The research paper, entitled “Illiquidity: A Story of Haircuts and Perms”, looks at how investors can better deal with the risks associated with illiquid assets such as private equity, unlisted property, unlisted infrastructure and hedge funds.

X

It also provides investors with a framework for deciding on an appropriate allocation to unlisted assets, using the novel classifications of having a “haircut” or a “perm”.

Written by capital markets research head Geoff Warren and senior research associate Andrew Leung, the paper warns that investing in “higher returning illiquid securities” present a distinct set of challenges and risks.

It suggests illiquid assets typically cost more to transact, illiquidity can result in a failure to transact, the true asset value is often unknown and historical performance can often be misleading.

“Investors pursuing higher returns from illiquid asset sectors must develop a more intimate appreciation of the associated risks to avoid taking a haircut on returns,” Warren said.
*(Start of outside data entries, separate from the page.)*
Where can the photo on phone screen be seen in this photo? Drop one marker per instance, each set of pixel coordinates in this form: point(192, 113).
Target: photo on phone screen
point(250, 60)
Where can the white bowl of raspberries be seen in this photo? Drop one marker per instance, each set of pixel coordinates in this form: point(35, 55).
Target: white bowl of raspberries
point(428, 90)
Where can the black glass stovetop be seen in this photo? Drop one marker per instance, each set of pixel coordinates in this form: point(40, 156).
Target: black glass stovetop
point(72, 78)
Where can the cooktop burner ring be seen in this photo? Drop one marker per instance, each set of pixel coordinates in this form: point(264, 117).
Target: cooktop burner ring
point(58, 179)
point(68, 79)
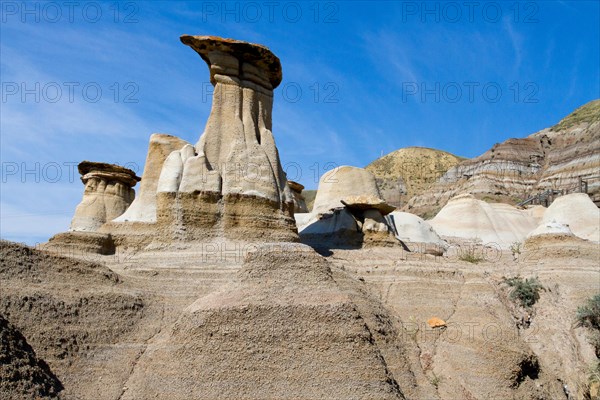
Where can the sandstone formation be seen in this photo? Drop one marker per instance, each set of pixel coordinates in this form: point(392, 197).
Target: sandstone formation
point(564, 158)
point(287, 328)
point(74, 314)
point(348, 211)
point(578, 212)
point(230, 183)
point(299, 201)
point(143, 208)
point(410, 171)
point(416, 233)
point(496, 224)
point(343, 183)
point(550, 228)
point(108, 193)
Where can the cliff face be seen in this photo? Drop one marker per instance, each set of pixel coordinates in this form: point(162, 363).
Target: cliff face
point(556, 158)
point(410, 171)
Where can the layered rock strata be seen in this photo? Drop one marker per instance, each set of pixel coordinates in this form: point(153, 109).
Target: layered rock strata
point(299, 201)
point(348, 212)
point(108, 193)
point(230, 183)
point(563, 159)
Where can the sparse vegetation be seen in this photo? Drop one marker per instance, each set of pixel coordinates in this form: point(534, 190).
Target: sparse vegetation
point(470, 255)
point(525, 291)
point(515, 248)
point(435, 380)
point(589, 112)
point(589, 316)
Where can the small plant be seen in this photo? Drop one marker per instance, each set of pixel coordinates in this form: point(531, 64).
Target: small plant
point(593, 384)
point(435, 380)
point(469, 255)
point(515, 248)
point(526, 292)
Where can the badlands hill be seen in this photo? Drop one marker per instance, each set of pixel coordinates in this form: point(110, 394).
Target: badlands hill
point(211, 285)
point(565, 157)
point(408, 172)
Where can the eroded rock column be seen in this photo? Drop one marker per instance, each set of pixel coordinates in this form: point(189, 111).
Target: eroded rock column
point(231, 182)
point(108, 193)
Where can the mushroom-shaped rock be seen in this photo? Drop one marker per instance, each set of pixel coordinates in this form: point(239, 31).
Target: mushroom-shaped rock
point(229, 57)
point(299, 201)
point(435, 322)
point(108, 193)
point(366, 202)
point(143, 208)
point(354, 186)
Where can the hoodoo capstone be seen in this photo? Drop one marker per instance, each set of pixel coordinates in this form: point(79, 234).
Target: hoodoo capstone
point(230, 183)
point(108, 193)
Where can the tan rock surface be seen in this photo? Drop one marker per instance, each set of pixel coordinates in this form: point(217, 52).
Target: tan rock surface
point(554, 158)
point(410, 171)
point(286, 329)
point(143, 208)
point(494, 224)
point(342, 183)
point(578, 212)
point(108, 193)
point(299, 201)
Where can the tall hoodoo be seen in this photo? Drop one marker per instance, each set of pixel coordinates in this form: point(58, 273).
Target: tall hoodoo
point(108, 192)
point(232, 178)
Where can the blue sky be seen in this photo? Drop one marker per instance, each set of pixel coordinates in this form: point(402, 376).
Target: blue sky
point(93, 81)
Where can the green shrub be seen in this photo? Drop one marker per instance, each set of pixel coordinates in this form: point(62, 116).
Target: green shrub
point(469, 255)
point(526, 292)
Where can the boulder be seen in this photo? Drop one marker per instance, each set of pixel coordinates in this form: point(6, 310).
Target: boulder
point(356, 186)
point(416, 233)
point(299, 201)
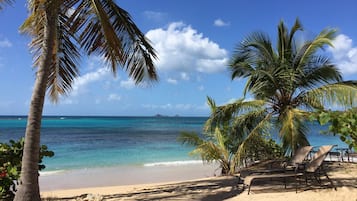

“While investing in unlisted assets can bring benefits, we sense that some investors are over-optimistic.”

Historical data is sometimes interpreted as “providing evidence that unlisted assets are a pathway to diversification that offers low volatility and high returns”, he said.

“This particularly applies to private equity and hedge funds, and so it is worthwhile delving a bit deeper before investing in these assets.”